The news media focused its attention on the most sensational aspect of the election, and Andrew said that on his way to work the next morning he heard it reported that nazis were in power in Greece. Chrisi Avgi (Golden Dawn) is a gang of rabid anti-immigrant thugs that has gained popularity in the poor neighborhoods of central Athens as a result of the government’s total failure to address illegal immigration. The land border with Turkey has been left generally unguarded and every night several hundred immigrants, mostly Pakistani, simply walk across the border and into Europe. While the Greek government makes only showpiece attempts to detain and return the immigrants, the western European countries are much more serious about it. Strangely, however, EU law provides that immigrants detained in western Europe are not returned to their native countries but to the European nation they first entered. So Athens has been packed with immigrants from both east and west. They are living 40-50 to an apartment, they peddle bootlegs, knock-offs, and crap novelties in the tourist areas, infuriating already hard-pressed legitimate shopkeepers and, since there are no jobs, there’s a lot of crime in the poor neighborhoods. Athenians are freaked out about the situation and, in this volatile environment a group of vigilantes has gained considerable popularity by filling in for absent law enforcement. For those of us who can’t imagine how the Nazis could have risen to power in Germany, this is a very instructive case study.

In the shock of Chrisi Avgi’s election to parliament, it was discovered that there is an EU law that prohibits a neo-nazi party from holding seats in any EU-member parliament. Chrisi Avgi quickly backed off its claim to be a neo-nazi party in response. They have, however, repeatedly used photos of Third Reich leadership in their party literature, they greet each other with the nazi salute, and they use a swastika knock-off for their party symbol so no one is deceived and one of these days we’ll see a clear and unequivocal ruling from the EU. I hope.

The more important story of the election is the rise to power of Syriza — an acronym for Coalition of the Radical Left in Greek. And they are left. Not center-left, not socialist, but left-left. They have a young, charismatic, clever leader who has capitalized on the population’s misery after a succession of wage and pension reductions by telling people what they want to hear — that they can reject the austerity provisions of the financial rescue agreement but still receive the rescue funds.  Despite my cynicism, Alexis Tsipras has been remarkably candid in his campaigning. He has a 5 point program that includes rejecting the terms of the rescue package and nationalizing the banks. In my view, his flaw is that he has promoted the fiction that the euro zone cannot afford to let Greece default and ditch the euro.

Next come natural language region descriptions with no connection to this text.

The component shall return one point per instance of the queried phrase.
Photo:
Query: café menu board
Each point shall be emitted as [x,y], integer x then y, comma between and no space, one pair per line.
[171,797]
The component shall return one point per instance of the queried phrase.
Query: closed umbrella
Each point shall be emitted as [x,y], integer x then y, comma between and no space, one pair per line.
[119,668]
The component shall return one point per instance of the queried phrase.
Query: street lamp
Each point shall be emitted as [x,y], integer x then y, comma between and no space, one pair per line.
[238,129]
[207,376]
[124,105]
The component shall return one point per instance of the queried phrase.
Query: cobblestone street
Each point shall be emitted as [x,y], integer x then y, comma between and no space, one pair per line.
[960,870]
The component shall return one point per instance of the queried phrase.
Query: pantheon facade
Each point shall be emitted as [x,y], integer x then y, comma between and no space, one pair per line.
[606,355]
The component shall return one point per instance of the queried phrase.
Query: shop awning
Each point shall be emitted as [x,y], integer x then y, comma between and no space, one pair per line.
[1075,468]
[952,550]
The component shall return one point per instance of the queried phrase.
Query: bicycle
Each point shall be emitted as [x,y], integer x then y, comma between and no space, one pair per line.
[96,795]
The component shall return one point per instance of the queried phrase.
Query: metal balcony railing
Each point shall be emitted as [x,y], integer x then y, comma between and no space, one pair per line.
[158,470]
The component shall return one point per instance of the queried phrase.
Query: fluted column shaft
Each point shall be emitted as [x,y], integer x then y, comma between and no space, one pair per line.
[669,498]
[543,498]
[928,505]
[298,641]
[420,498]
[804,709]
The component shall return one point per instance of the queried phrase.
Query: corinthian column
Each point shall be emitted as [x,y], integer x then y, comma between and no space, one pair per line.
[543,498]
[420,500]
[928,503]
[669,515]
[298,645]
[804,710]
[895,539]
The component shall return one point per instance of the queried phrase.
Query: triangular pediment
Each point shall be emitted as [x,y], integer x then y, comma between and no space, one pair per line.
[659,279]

I think the euro zone has spent the last 2 years preparing for the eventuality of a Greek default and exit from the euro zone, and has firewalled itself well enough to have a bottom line approach to the problem.

We may well have a chance to find out who is right but the public discussion has now evolved to the point that most believe that a vote for Syriza is a vote against the euro zone. This will make for a pretty pure referendum on the issue, although the pro-euro parties are now saying they will insist on a softening of the austerity measures and launch a campaign to stimulate growth. I doubt there is nearly as much negotiating room or stimulus money as the public would like to believe (or will be led to believe) but this new election will be essentially a choice between austerity in the euro zone and default with a return to the drachma.

Despite the need to open envelopes and tally the results from paper ballots, election results were delivered very quickly on the evening of the election, with an official website providing the results of the tabulation parsed in a variety of ways. If the same contractor is used, the evening of 17 June should be riveting. Also, I note with pleasure that so far, there are no campaign ads on TV. The government provides the campaign funds and I guess the new administration will have to decide whether to disperse additional funds. I’m hoping they opt for austerity.